White Rose Movement

The Zodiac, Oxford
27th November 2006

The Joy Division comparisons are inevitable: the Nazi era name; the nervy, haunted front man; the edgy and angular bass-heavy repetition. Luckily, White Rose Movement do offer far more than a mere tribute act, and other influences are evident: New Order and Duran Duran for the synth-guitar blend, early Spandau Ballet, even Nine Inch Nails for the industrial thudding.

There’s an undeniable energy and a compelling anger in the room tonight, from bassist Owen Dyke’s viciously frugging peroxide fringe to keyboard player Taxxi’s ice-cold pouting. Singer Finn Vine is captivating; he yelps histrionically yet sings rather unintelligibly, so any message in the lyrics will require reference to their debut album Kick produced by man-of-the-moment Paul Epworth (The Rakes, Futureheads, Bloc Party etc). Finn also breaks the aloof act by chatting to the crowd, saying they’re happy to be in Oxford – it’s their spiritual home (full of posh and clever people, you see).

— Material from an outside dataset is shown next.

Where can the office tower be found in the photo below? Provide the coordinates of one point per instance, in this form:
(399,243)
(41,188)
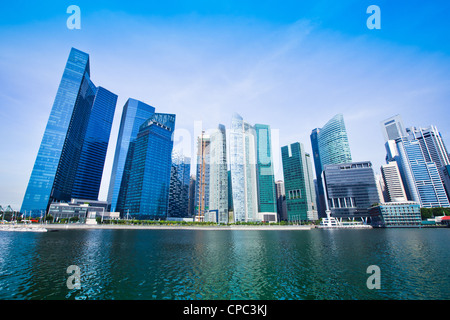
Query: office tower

Girls in the Back and Love is a Number are barnstorming – mysterious, catchy and hook-laden. However, some songs are melodically quite dull – often closer to a series of slogans than the traditional verse-chorus formula. Nothing emulates Love is a Number, though they do try: Alsatian and London’s Mine are hummable.

I really want to like them more than I do: for me, they just don’t have enough stand-out songs yet, and I can’t help thinking that The Faint currently cover the same electro indie post-punk dance ground more effectively and memorably. They could be so much more – they’ve got the sound, the looks, the style, the attitude, the backstory (all members but Taxxi grew up together in a commune in Norfolk). Now all they need is more good material and a distinct sound of their own. They’re on their way though, and if they keep it up, they should be brilliant by album number 3.